The second of the two excellent sketch comedy shows to come out of the Second City improv tradition, SCTV was Saturday Night Live’s quieter, slightly much more clever brother. Filmed in the relative obscurity of Toronto (compared to SNL’s New York City property, the media capital of the world) SCTV never became a cultural institution like its much more famous cousin, it just became an incredible groundbreaking show. Founded on the genius premise that every sketch and parody was actually airing on a terrible local TV station, SCTV skewered every trend, genre, and celebrity that called TV residence in the 70s and 80s. Even better, the conceit that they had been a TV station allowed them to go behind the scenes and create a cast of rich, completely distinctive characters. From sleazy station owner Guy Caballero, hacky comedian Bobby Bittman, kiddie horror host Count Floyd, scuzzball host Johnny Larue to dozens of others, SCTV created an entirely realized world around the usual fare of parodies and impressions. This devotion to building characters, along with a cast that included comedy giants like John Candy, Martin Short, Eugene Levy, Andrea Martin, Rick Moranis, Catherine O’Hara, Dave Thomas, and Joe Flaherty among others made SCTV a show that rewarded loyal viewers.
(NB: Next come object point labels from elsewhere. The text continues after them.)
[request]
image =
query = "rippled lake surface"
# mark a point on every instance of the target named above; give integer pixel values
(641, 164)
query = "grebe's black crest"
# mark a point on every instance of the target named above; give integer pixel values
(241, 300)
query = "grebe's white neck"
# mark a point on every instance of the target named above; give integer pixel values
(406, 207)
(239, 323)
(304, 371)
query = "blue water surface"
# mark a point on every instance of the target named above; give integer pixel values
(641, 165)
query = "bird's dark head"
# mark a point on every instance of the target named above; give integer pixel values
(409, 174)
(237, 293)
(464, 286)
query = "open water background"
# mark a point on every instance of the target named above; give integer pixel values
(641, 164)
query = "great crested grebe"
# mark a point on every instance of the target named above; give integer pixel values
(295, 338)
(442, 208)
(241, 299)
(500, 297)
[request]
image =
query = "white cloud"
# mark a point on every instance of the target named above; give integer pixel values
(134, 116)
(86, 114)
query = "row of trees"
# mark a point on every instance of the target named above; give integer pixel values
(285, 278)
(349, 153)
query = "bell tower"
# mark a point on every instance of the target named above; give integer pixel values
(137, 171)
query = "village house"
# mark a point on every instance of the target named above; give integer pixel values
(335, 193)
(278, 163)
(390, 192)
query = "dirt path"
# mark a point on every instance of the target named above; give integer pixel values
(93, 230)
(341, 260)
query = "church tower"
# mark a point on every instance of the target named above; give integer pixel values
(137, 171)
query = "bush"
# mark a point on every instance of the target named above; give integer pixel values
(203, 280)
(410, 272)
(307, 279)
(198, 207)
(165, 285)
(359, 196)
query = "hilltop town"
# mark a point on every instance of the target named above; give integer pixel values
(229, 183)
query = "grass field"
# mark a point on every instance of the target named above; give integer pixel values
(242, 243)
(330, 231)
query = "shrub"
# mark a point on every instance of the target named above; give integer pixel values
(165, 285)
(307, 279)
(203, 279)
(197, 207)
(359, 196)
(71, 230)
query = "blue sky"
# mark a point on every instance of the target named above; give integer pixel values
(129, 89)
Their recurring characters were actual characters, not just catchphrases or silly costumes.

1. Monty Python’s Flying Circus

Sketch comedy existed just before Graham Chapman, Terry Jones, John Cleese, Eric Idle, Michael Palin, and Terry Gilliam started Monty Python’s Flying Circus, but they made it an art form. With their brilliant satire, absurd yet instantly recognizable characters, and practically preternatural understanding of the tropes and tricks of television they created an entirely new form of comedy. Drawing on the social and cultural change around them yet maintaining enough distance to properly mock it, they made conventional comedy that was thoroughly modern. They were Oxford and Cambridge educated men who could riff on classical philosophy and Spam in the exact same episode. They were smart, stupid, clever and ridiculous all at the exact same time. It’s not without accident that they became comedy megastars and the acknowledged masters of the genre. Other groups have come and gone, some of them incredibly funny. But there will usually only ever be 1 Monty Python. And they will always be the finest sketch comedy group of all time.